Prayer Station at the Woodstock Square in Woodstock, Illinois
The Zion Harvest Church Prayer Station was the first public ministry established after the ordination of Pastor Jorge Rivera in August, 2015. Currently open on Saturdays on a corner of the Woodstock Square in Woodstock, Illinois, the Prayer Station ministers to the felt prayer needs of anybody on the streets of Woodstock, who will allow us to pray for them. We have seen the frustration, despair, hopelessness, and pain of the people, and we want to offer them love, hope, peace, and a Word of Life from the Lord God Almighty.
We first got the idea of the Prayer Station from Ryan Haines, a young member of our congregation currently serving in New York City as a missionary with Street Ministries, which established Prayer Stations in conjunction with Youth With a Mission (YWAM) after the 2001 World Trade Center Attacks. The Leadership of Zion Harvest Church, formerly Fresh Harvest Church, caught the vision of a similar ministry in our area of Woodstock, so we contacted YWAM and ordered the Prayer Station equipment from them because we discovered that it is a patented product. Before actually beginning the ministry, we set up the station at church and prayed over it, commissioning it for the purposes of God, as well as training volunteers to work in it. We also contacted the City of Woodstock to ask permission to set it up. We originally set up the Prayer Station on Saturdays when the Farmers’ Market was open, but continued a winter schedule on the same corner when the Farmers’ Market moved to the Fairgrounds.

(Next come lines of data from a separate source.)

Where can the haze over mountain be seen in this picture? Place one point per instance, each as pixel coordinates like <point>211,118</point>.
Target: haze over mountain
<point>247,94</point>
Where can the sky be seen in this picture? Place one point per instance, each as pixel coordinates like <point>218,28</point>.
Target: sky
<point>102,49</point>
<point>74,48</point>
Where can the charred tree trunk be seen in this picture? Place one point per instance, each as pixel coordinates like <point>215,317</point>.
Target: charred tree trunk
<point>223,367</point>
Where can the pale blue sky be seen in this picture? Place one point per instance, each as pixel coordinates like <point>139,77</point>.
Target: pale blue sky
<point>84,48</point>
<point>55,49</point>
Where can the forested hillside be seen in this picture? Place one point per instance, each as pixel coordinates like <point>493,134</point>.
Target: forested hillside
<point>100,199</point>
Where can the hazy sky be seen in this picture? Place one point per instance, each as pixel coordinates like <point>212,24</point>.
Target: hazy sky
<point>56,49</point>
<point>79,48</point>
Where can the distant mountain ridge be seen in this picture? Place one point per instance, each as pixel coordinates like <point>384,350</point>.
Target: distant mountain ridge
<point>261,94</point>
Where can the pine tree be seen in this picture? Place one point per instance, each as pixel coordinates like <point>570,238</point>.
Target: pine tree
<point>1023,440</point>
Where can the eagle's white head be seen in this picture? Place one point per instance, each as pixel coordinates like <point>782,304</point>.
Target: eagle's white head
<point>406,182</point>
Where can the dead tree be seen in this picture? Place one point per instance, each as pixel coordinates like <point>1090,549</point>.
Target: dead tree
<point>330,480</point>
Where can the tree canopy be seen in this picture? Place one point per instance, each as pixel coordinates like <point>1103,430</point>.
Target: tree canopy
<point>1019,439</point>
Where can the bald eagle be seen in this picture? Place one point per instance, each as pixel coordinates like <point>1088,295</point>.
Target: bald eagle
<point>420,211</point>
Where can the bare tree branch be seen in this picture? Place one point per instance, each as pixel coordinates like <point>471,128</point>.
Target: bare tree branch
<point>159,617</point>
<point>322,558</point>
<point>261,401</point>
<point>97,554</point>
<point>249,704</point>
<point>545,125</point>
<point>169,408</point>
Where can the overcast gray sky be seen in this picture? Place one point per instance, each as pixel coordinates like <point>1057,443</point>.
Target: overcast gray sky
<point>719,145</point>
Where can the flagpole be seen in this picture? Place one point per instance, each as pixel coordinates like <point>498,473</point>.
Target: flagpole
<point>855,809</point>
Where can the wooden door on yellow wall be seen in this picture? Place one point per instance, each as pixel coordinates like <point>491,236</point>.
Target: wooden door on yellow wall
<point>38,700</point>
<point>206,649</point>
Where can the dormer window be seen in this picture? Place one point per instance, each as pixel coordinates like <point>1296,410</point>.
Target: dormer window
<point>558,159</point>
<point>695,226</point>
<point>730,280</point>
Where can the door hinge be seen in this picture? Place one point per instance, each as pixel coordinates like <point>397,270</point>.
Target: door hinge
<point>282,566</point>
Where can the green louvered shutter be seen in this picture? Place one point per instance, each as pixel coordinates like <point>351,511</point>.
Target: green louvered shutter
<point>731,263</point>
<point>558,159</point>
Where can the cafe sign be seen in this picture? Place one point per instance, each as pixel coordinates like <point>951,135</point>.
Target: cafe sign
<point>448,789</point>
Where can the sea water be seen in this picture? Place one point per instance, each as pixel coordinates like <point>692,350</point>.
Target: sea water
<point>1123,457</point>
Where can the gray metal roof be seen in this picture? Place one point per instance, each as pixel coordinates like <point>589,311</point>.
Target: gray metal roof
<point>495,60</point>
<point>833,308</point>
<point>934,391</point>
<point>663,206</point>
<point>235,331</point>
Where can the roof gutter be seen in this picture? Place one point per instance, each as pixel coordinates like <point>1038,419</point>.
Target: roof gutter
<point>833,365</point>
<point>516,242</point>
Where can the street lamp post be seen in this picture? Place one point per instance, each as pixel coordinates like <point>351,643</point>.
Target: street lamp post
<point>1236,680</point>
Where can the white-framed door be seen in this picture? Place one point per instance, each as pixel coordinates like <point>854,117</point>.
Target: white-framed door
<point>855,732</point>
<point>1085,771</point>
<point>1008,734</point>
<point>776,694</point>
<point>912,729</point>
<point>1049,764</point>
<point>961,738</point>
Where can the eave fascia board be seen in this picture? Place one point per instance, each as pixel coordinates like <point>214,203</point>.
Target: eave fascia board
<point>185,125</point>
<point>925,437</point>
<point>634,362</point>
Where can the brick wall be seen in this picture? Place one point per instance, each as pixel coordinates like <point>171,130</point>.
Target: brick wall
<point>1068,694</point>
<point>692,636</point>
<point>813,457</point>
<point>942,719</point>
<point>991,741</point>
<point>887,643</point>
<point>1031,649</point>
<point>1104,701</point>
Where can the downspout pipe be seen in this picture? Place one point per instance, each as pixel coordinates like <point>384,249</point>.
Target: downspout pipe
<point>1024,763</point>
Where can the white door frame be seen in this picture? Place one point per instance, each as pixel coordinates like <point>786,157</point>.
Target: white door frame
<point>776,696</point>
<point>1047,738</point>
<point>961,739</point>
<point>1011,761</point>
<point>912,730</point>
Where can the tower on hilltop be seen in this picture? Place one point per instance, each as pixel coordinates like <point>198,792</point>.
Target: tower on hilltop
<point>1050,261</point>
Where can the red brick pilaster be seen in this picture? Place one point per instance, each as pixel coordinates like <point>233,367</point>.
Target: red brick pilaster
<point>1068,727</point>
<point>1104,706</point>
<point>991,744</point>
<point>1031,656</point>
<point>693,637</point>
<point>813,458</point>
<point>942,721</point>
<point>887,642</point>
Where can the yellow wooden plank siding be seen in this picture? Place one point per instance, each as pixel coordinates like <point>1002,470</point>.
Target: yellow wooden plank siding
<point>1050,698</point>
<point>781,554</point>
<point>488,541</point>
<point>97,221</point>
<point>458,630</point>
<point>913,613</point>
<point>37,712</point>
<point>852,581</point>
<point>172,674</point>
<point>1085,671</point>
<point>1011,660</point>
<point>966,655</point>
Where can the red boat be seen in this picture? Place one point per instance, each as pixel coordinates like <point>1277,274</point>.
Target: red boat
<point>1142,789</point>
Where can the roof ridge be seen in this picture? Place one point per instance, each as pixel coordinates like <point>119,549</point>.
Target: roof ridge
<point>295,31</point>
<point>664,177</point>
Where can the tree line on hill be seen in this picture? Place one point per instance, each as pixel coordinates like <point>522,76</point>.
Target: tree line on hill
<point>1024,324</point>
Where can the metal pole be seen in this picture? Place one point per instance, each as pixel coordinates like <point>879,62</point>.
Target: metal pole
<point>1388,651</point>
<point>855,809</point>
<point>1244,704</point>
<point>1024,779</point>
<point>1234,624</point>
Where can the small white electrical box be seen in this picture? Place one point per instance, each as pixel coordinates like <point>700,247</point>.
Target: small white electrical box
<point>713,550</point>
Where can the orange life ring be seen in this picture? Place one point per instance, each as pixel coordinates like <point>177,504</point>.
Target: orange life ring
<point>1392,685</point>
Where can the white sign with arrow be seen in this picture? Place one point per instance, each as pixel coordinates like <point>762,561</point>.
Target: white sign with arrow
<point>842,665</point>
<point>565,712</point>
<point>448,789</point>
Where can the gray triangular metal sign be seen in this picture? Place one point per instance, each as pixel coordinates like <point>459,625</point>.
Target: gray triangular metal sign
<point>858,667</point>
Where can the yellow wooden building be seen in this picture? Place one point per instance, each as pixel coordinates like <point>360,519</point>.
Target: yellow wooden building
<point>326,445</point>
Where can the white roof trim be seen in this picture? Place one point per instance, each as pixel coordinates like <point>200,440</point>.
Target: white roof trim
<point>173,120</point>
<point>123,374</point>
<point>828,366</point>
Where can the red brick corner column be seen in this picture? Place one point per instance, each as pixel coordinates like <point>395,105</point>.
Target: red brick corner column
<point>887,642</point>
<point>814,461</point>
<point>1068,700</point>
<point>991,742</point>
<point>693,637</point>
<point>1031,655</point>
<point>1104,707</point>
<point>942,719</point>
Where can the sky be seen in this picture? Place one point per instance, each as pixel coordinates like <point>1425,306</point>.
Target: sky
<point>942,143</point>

Since beginning the Prayer Station we have prayed with hundreds of people for issues in their lives such as mental illness, sickness of themselves and relatives, disasters and world events, local problems, personal problems, divorce, wayward children, drug and alcohol addiction, suicide, homelessness, and domestic violence. We not only pray, but we provide a friendly greeting to all who pass by our station, greeting them as well as their dogs. In addition, we also refer some people to public or private services according to their need; but sometimes, we just provide a listening ear.